What do we mean by Digital Health? The use of digital technologies for the health and well-being of individuals, a field that straddles the line between Pharma and Fitness. Here are some concrete examples:
- Smartphone apps dedicated to health.
- Wearable devices: Takeda Pharmaceuticals, for example, is designing an app with Apple Watch to fight depressive disorders (source: Cambridge).
- An industry giant like Roche, instead, has developed a sensor to be implanted under the skin, which constantly monitors the blood glucose level of diabetic patients (source: eversense).
- Ingestible sensors, such as those studied by Proteus Digital Health.
- Project Blue Sky, a collaboration between Pfizer and IBM that, through the integrated use of various sensors and mobile devices, aims to continuously monitor Parkinson’s syndrome patients in real time (source: IBM).
It’s a sector that is booming and with huge growth margins and that – again – feeds on Big Data. In fact, today we are increasingly talking about IoMT, “Internet of Medical Things”. Another mine of data will come from here, triggering virtuous circles of continuous innovation.
Let’s completely change the field, moving to a side that concerns, on one hand, the pharmaceutical companies and, on the other, the whole network of pharmacies in the area. We are talking about document archiving, with the decisive shift from paper to dematerialized documents.
The advantages are:
- Savings of costs, time, and space.
- Simplicity and speed in research and sharing.

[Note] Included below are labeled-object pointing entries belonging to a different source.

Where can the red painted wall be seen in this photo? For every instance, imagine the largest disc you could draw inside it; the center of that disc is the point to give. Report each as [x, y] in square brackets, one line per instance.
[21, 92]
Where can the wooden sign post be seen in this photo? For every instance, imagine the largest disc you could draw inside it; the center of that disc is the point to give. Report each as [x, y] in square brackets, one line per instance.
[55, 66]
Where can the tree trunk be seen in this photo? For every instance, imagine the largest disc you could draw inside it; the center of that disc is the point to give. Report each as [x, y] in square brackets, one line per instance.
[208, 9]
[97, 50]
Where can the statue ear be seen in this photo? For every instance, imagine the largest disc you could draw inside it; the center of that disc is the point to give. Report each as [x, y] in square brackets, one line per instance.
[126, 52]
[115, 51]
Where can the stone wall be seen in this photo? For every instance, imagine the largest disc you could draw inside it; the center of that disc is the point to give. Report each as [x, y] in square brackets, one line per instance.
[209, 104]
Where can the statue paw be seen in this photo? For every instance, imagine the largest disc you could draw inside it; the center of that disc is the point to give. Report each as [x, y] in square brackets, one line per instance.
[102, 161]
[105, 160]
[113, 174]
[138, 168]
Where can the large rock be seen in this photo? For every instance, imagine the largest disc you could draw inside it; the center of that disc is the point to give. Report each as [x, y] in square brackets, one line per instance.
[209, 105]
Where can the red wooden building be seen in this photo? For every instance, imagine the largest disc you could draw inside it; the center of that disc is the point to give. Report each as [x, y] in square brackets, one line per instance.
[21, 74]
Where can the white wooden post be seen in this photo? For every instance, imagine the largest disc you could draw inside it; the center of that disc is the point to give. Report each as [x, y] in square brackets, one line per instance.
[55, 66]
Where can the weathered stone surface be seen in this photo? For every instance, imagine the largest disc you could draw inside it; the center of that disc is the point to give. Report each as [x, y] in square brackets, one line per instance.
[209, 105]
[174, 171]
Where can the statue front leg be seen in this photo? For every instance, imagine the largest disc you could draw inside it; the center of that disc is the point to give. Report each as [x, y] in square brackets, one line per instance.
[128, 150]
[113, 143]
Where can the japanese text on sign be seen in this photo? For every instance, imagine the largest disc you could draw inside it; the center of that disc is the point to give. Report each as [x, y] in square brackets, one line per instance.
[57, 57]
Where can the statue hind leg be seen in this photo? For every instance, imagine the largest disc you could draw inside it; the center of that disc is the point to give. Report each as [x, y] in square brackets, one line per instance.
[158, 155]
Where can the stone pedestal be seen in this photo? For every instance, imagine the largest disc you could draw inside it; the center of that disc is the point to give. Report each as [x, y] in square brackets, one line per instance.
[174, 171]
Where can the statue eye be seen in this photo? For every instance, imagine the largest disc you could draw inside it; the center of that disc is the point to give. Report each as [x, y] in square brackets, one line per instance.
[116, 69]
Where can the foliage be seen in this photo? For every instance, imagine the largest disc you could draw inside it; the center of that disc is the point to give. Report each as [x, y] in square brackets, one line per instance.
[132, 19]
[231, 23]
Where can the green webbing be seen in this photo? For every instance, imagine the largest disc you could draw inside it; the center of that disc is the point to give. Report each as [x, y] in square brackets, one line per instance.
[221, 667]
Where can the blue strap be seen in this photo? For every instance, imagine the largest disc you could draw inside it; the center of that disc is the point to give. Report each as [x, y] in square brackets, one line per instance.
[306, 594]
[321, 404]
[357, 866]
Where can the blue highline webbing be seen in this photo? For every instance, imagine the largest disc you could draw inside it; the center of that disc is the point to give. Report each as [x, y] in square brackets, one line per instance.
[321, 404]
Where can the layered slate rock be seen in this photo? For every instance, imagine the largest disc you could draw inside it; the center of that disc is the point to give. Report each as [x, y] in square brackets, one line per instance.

- Reduction of error margins, risks of tampering, or loss.
- Increased security and transparency.
All of this, at once. In order to have access to an architecture of this type, it is important to rely on specialized companies, such as Doxee, which are able to guarantee the management of business processes related to data transformation and the production, distribution and archiving of documents through the document experience product.
New communication with patients
The path of any mature digitalization is this: from data we must move on to building solid and lasting relationships with people. And this is where another revolution made possible by the exploitation of Big Data in the pharmaceutical sector comes in: a revolution that concerns communication with customers and patients. Data analysis makes it possible to do something very old in the new digital world: to have in-depth knowledge of the person in front of us. And, this, even when we’re talking about audiences of thousands or millions of people. Basically, it’s about collecting and deciphering the digital traces that each of us continuously leaves in the connected world.
From this new in-depth knowledge, we move on to a Customer Care that is no longer one-size-fits-all, but becomes segmented and data-driven. Finally, it becomes truly one-to-one and personalized, with enormous advantages both for the individual client or patient and for companies, whether large or small. There are many tools with which to carry out personalized communication. Once again, everything lies in relying on companies specialized in multichannel and personalized communication systems and capable of designing a strategy that is tailored to the needs of each user.